Ein Auszug aus aufgeschriebenen Erlebnissen unseres Kollegen Hjalmar Hagen, der beim CLIPPER ROUND THE WORLD RACE von Uruguay bis nach Südafrika gesegelt ist

- Ein Auszug aus aufgeschriebenen Erlebnissen unseres Kollegen Hjalmar, der beim CLIPPER ROUND THE WORLD RACE von Uruguay bis nach Südafrika gesegelt ist - 

Wir haben Nachtwache. Es ist kalt und ungemütlich. Claire, Marcus und ich sind gerade unter Deck, um uns ein bisschen aufzuwärmen, als Olli uns an Deck ruft. Es hört sich dringend an. Also schnell den Smock und die Rettungsweste wieder angelegt und rauf an Deck.

Im ersten Moment verstehe ich nicht, was los ist. Dann sehe ich es. Der Spinnaker, der auf dem Vordeck lag, hängt halb im Wasser. Nigel, Ollie und Dave versuchen mit vereinten Kräften, das Segel wieder an Bord zu ziehen. Vielmehr ist es der Versuch, dafür zu sorgen, dass nicht noch mehr von dem 300 m² großen Segel ins Wasser rutscht. Das Boot wird von Wind und Wellen hin- und hergeworfen. Durch das Ein- und Umklicken der Sicherheitsleine an unseren Rettungswesten dauert es einige Sekunden, bis Marcus und ich auf dem Vordeck ankommen und gemeinsam mit den anderen an dem Segel ziehen und zerren. Wind und Wellen reißen brutal an dem riesigen Segel, während die Schoten wie Peitschenhiebe durch die Luft knallen. Einer dieser Peitschenhiebe erwischt mich am Arm und verpasst mir neben Schmerzen einen für zwei Wochen in allen Farben schimmernden Oberarm. Zoe ist die nächste, die an Deck erscheint, kurz danach auch Gav, der Ruder und Kommando übernimmt.
Neben mir reißt Nigel wie ein Bär an dem Segel, doch jeder Windstoß und jede Welle zerren weitere Meter Segel ins Wasser. Jedes Mal wird Nigel um die Länge seiner Sicherheitsleine mit nach vorne und Richtung Reling geschleudert. Wäre er nicht angeleint gewesen, dann hätte der Spinnaker ihn einfach mit über Bord gerissen.
Aus den Augenwinkeln nehme ich wahr, dass Zoe irgendwann nur noch in der Nähe des Masts kauert, sich mit der einen Hand dort fest klammert und mit der anderen
ihr Bein festhält. Die andere Wache ist mittlerweile auch vollzählig an Deck.
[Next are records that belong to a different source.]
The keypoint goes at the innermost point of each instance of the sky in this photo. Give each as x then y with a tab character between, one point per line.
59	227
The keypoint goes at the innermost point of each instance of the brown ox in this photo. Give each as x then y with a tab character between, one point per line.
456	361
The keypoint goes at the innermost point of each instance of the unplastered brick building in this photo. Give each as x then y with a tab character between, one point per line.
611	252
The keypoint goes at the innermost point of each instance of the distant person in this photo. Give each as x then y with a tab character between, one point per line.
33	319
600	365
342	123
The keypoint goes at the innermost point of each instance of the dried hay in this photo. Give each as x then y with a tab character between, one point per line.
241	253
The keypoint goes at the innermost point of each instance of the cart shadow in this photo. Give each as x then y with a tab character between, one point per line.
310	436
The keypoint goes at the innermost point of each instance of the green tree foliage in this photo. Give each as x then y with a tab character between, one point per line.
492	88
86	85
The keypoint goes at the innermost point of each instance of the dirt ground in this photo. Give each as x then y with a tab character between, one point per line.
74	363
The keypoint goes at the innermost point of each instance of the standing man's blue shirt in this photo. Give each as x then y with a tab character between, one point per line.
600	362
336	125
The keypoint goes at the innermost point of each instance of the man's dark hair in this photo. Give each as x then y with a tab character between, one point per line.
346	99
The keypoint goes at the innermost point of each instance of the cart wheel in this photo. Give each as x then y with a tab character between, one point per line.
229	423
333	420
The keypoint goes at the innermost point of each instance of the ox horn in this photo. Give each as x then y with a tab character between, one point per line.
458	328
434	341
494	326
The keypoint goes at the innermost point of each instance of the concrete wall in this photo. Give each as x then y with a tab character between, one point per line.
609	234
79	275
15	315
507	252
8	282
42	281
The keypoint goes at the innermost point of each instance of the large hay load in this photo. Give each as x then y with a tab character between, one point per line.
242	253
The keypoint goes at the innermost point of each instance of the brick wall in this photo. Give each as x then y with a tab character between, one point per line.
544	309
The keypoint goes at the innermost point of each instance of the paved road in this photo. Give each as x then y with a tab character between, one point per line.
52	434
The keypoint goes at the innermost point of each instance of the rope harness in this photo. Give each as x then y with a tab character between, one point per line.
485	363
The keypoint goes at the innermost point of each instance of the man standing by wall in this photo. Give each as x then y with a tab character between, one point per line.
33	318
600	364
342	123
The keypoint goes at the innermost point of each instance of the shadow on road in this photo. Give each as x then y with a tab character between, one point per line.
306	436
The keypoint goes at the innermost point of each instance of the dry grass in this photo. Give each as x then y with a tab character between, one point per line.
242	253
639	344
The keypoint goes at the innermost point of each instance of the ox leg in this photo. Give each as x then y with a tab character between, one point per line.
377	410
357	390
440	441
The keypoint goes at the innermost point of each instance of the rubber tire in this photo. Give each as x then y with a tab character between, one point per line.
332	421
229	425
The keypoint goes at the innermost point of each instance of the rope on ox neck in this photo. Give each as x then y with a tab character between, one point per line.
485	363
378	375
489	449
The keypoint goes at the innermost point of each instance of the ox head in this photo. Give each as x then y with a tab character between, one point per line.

Doch auch die doppelte Manpower kann nicht verhindern, dass schließlich der gesamte Spinnaker im Wasser schwimmt.
Zoe ist in der Zwischenzeit unter Deck gebracht worden und wird dort von Andy notfallsmäßig versorgt. Wir anderen kämpfen währenddessen noch über eine
Stunde unter Hochdruck, bis wir den Spinnaker wieder an Deck gebracht haben.
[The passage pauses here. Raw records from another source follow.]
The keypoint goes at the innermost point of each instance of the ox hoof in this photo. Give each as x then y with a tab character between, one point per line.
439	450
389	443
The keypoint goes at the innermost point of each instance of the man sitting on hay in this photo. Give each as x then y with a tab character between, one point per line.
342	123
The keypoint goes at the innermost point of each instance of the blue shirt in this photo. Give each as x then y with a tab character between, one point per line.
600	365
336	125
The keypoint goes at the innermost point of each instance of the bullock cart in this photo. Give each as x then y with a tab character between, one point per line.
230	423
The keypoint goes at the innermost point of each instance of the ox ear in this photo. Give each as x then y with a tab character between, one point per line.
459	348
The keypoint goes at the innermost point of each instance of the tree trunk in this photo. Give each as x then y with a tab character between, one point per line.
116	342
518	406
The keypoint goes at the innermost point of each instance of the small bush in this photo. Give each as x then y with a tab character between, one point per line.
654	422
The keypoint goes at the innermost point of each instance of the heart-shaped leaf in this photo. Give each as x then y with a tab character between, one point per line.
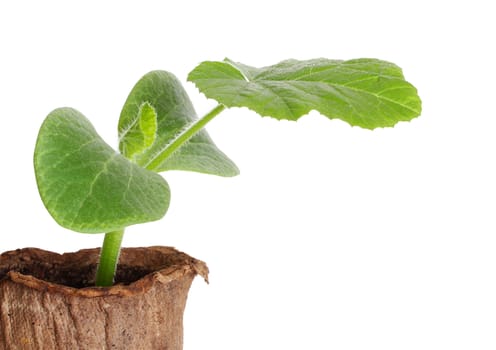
86	185
369	93
174	112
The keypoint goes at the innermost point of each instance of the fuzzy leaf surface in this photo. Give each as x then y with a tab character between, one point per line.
164	93
369	93
86	185
143	132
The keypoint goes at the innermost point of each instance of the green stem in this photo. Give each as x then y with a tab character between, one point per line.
184	136
109	256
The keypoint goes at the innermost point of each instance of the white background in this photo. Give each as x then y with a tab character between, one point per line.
333	237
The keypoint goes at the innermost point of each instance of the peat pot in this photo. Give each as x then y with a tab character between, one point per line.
47	300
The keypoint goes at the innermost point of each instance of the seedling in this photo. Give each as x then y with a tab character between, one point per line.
89	187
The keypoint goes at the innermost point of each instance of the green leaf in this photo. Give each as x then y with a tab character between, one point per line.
364	92
142	133
86	185
175	116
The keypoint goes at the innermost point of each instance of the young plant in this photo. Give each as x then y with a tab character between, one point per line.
89	187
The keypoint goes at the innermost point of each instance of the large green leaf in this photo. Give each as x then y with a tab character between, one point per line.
174	114
86	185
364	92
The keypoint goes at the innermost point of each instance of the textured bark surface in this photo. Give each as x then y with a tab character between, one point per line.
47	302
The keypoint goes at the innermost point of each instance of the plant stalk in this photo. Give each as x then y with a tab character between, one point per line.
109	257
184	136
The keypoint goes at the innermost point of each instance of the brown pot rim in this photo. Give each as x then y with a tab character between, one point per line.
182	265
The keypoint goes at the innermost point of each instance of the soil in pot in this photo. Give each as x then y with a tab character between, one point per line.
47	300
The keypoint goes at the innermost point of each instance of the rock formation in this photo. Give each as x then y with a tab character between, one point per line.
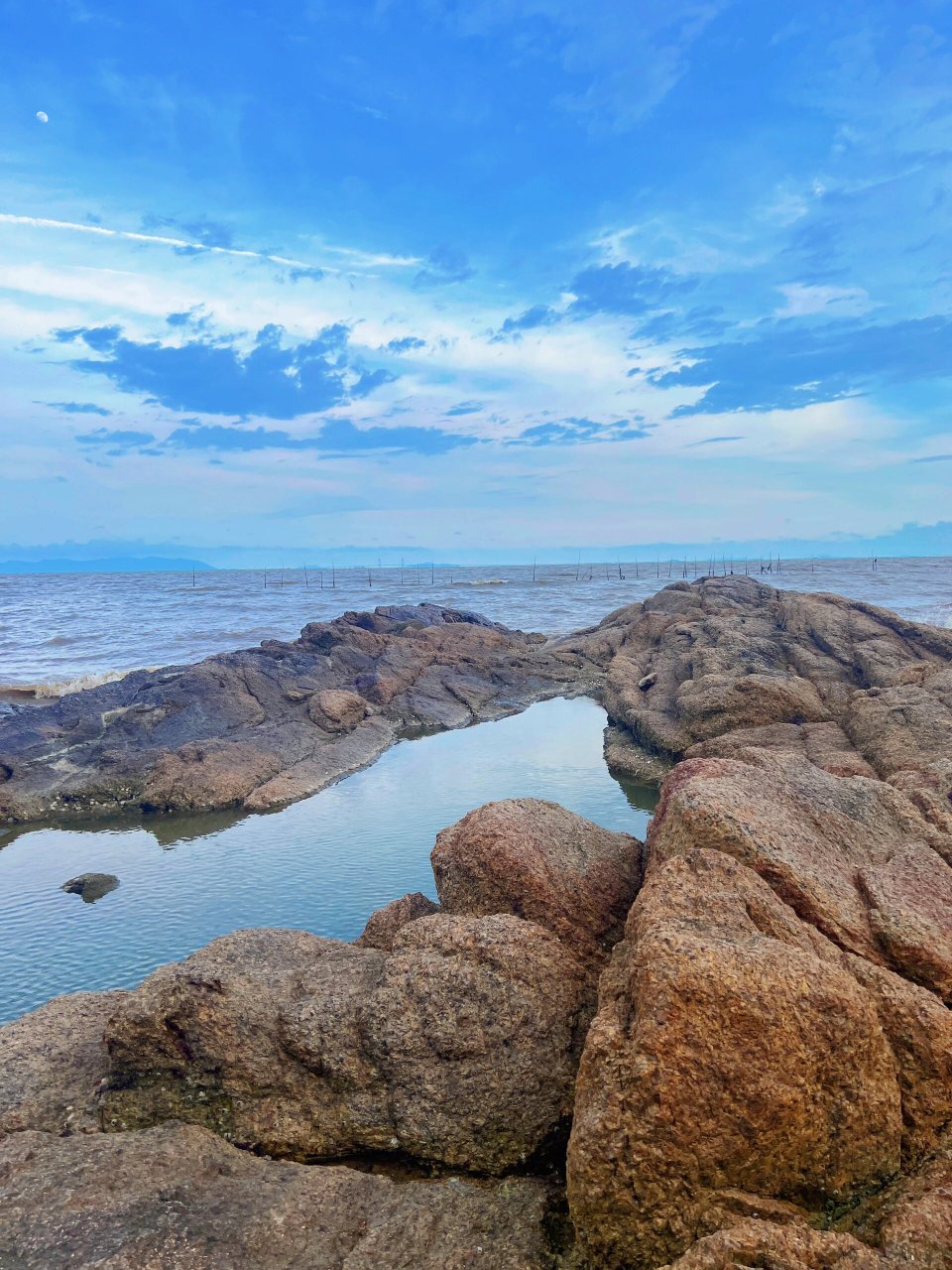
746	1020
268	725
Mein Adrenalinspiegel ist am Anschlag und mehrmals schießen mir vor Stress, Angst und Anstrengung Tränen in die Augen.
Das Biest von Spinnaker hat heute mit seinen Muskeln gespielt und uns definitiv an unsere Grenzen gebracht.
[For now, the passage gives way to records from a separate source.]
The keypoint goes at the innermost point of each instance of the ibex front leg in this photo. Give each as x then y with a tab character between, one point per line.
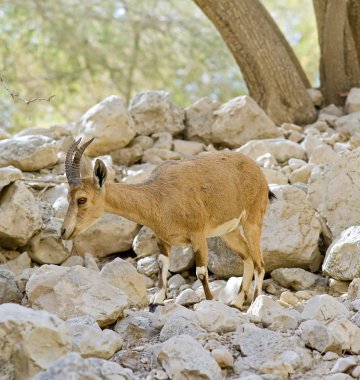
164	262
201	256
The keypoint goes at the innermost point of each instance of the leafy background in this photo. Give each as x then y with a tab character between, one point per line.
83	52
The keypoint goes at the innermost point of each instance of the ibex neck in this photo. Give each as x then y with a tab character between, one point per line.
133	202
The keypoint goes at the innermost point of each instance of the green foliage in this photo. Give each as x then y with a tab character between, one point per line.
83	52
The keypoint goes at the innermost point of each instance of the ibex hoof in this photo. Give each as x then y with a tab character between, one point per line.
152	307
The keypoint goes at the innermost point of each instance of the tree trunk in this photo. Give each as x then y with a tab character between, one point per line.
269	66
339	63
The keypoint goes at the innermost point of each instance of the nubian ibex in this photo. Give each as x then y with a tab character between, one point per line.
184	202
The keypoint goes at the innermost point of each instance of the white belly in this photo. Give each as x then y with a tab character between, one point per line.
224	228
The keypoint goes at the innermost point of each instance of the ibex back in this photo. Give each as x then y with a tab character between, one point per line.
184	202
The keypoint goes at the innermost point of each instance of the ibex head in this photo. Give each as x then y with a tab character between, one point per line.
86	196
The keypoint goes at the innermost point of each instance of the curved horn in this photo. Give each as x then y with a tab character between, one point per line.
75	166
68	164
72	165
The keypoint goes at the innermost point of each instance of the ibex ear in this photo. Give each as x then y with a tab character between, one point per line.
100	173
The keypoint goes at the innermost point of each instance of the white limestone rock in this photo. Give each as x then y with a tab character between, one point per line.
183	358
47	247
9	291
28	153
90	340
334	191
71	292
348	125
260	346
240	120
347	333
18	264
352	103
294	278
291	231
342	259
8	175
73	366
280	148
214	316
316	335
31	341
110	123
125	277
272	313
188	148
110	234
20	216
154	111
324	307
199	118
354	289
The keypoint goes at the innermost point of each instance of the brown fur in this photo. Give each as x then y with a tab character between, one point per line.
182	201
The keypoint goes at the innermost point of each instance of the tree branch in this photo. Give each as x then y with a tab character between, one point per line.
16	95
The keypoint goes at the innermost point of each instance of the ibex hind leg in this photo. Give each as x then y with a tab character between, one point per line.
237	243
253	236
164	262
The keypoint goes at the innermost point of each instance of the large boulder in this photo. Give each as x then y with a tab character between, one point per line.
74	367
342	259
47	247
71	292
110	234
153	111
28	153
8	175
20	216
9	291
240	120
90	340
183	358
110	123
31	341
124	276
334	191
282	150
199	118
352	103
291	231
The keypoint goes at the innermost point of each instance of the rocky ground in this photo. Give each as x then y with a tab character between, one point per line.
78	310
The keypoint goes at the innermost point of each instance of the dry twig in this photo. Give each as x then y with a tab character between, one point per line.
16	95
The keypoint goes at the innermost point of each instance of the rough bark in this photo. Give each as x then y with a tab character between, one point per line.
339	63
269	66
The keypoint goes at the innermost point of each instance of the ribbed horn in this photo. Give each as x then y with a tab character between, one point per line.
73	181
75	166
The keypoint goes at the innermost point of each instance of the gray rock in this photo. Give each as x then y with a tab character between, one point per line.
31	341
316	335
240	120
74	367
20	216
72	292
324	307
184	358
9	291
8	175
342	259
294	278
125	277
28	153
110	123
153	111
214	316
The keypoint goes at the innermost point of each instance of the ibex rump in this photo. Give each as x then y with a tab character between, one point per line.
184	202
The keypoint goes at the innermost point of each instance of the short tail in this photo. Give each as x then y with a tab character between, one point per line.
271	195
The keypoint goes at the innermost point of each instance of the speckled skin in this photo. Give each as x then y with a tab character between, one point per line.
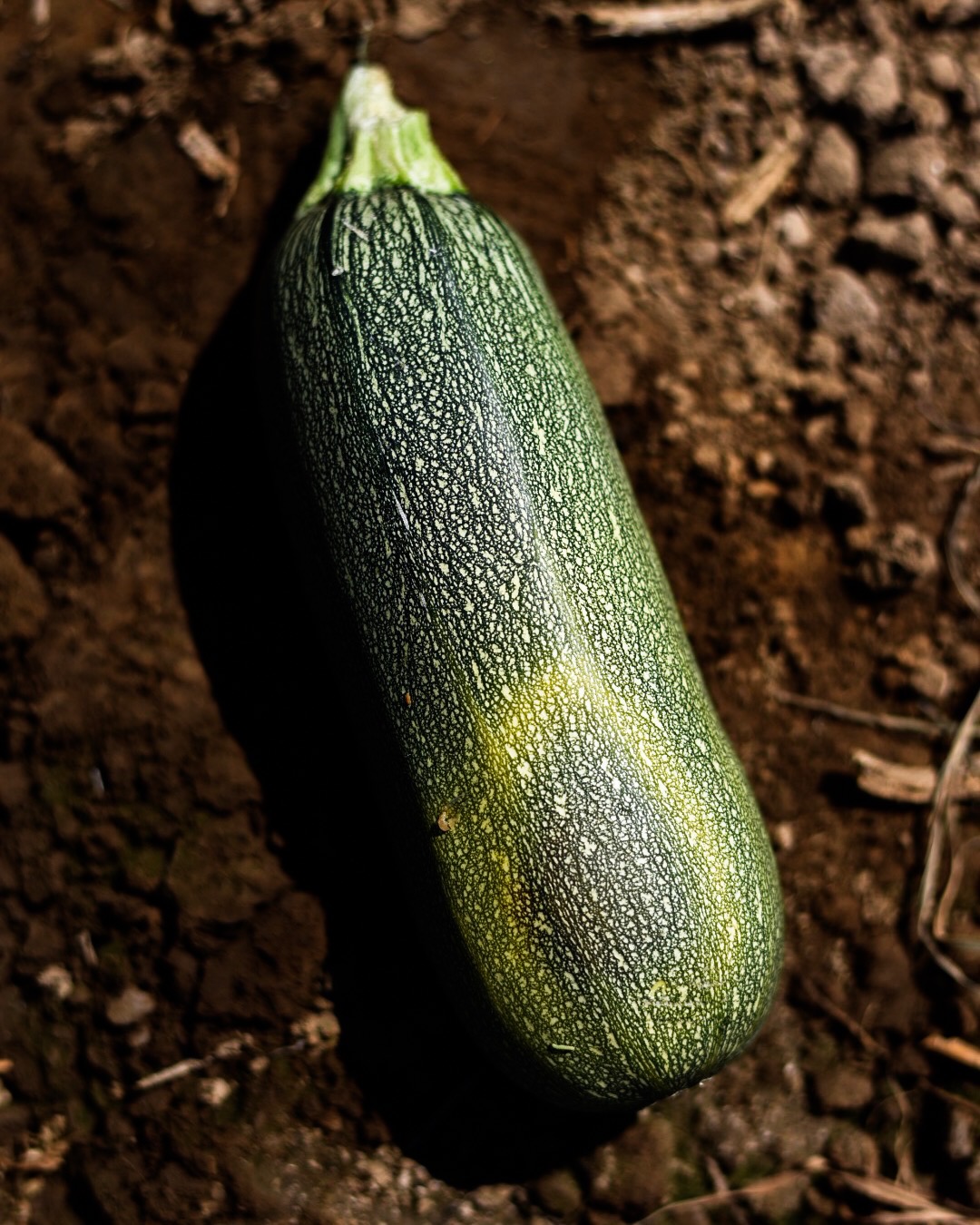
604	899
Für Zoe hatte der Kampf mit dem Biest zur Folge, dass sie bis zum Ende der Etappe mit geschientem Knöchel und großer Ungewissheit in ihrer Koje liegt. Die Untersuchung in Kapstadt ergibt, dass ihr Knöchel gebrochen ist und sie operiert werden muss. Wann sie wieder an Bord zurückkehrt ist aktuell ungewiss.